Форстер ожидал вызова, сидя в кресле, ощущая непроходящее, всё нарастающее волнение. Минутами ему казалось, что у него вот-вот начнётся сердечный припадок с удушьем и тупой, тяжёлой болью под лопаткой. Его угнетали тишина и безразличное спокойствие секретарей — они были совершенно равнодушны к полковнику, прибывшему ночью из-под Сталинграда.
В таком ожидании прошло около часа.
Внезапно, по какому-то неуловимому движению в приёмной, Форстер понял, что Гитлер остался один в кабинете. Он вынул платок и тщательно обтёр ставшие влажными ладони. Казалось, с секунды на секунду его могут позвать. Но после этого прошло ещё двадцать минут тяжкого напряжения.

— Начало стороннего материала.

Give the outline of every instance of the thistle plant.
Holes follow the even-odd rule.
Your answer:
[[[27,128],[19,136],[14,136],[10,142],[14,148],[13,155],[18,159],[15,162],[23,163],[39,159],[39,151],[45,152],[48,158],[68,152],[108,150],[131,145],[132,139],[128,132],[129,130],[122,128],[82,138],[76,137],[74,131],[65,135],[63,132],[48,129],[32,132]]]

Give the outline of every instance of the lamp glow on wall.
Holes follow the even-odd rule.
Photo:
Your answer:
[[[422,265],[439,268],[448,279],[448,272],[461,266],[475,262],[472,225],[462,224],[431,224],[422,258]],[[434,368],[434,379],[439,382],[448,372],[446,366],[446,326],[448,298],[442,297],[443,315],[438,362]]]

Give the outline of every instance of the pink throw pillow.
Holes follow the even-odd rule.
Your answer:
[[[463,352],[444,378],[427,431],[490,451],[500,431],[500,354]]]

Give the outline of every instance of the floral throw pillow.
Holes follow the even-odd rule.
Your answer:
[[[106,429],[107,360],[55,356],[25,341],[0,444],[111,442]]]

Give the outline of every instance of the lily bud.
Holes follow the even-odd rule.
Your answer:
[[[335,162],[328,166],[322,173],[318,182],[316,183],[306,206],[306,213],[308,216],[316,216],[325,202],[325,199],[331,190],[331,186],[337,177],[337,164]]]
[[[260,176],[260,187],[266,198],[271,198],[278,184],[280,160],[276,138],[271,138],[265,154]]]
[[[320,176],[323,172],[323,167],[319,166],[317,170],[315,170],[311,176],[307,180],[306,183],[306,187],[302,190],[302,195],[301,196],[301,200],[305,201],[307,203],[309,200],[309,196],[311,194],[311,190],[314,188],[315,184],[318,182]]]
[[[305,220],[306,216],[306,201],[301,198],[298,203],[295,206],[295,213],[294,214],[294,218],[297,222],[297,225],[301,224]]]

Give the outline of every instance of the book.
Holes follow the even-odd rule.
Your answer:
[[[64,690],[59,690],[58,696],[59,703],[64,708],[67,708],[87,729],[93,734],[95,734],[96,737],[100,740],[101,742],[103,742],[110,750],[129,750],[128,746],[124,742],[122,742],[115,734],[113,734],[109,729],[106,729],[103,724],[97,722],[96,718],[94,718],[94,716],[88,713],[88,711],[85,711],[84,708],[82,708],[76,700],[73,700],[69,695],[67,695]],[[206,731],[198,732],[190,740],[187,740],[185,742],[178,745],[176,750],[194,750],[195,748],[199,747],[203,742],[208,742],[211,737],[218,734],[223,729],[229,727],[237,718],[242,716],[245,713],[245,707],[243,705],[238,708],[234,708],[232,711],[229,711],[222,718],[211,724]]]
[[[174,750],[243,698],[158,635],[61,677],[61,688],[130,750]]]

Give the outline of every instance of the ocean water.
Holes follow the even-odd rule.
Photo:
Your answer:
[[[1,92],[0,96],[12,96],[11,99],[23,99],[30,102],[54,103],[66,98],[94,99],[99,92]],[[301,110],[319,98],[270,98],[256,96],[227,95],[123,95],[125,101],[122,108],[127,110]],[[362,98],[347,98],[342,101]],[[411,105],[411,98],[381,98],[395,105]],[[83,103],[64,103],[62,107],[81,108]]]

Форстер хотел подготовиться к возможным вопросам, но навязчивая мысль мешала ему, он в тысячный раз в уме репетировал удар каблука о каблук, слова приветствия. «Точно шестнадцатилетний кадет перед первым парадом»,— подумал он и провёл ладонью по волосам. Затем он подумал, не забыли ли о нём, он просидит так шесть часов, служащие начнут улыбаться, и кто-нибудь скажет ему:
— Пожалуй, вам нет смысла ждать, получена радиограмма, что фюрер прилетел в Берхтесгаден.
И ему захотелось позвонить домой, запретить домашним разглашать среди знакомых новость.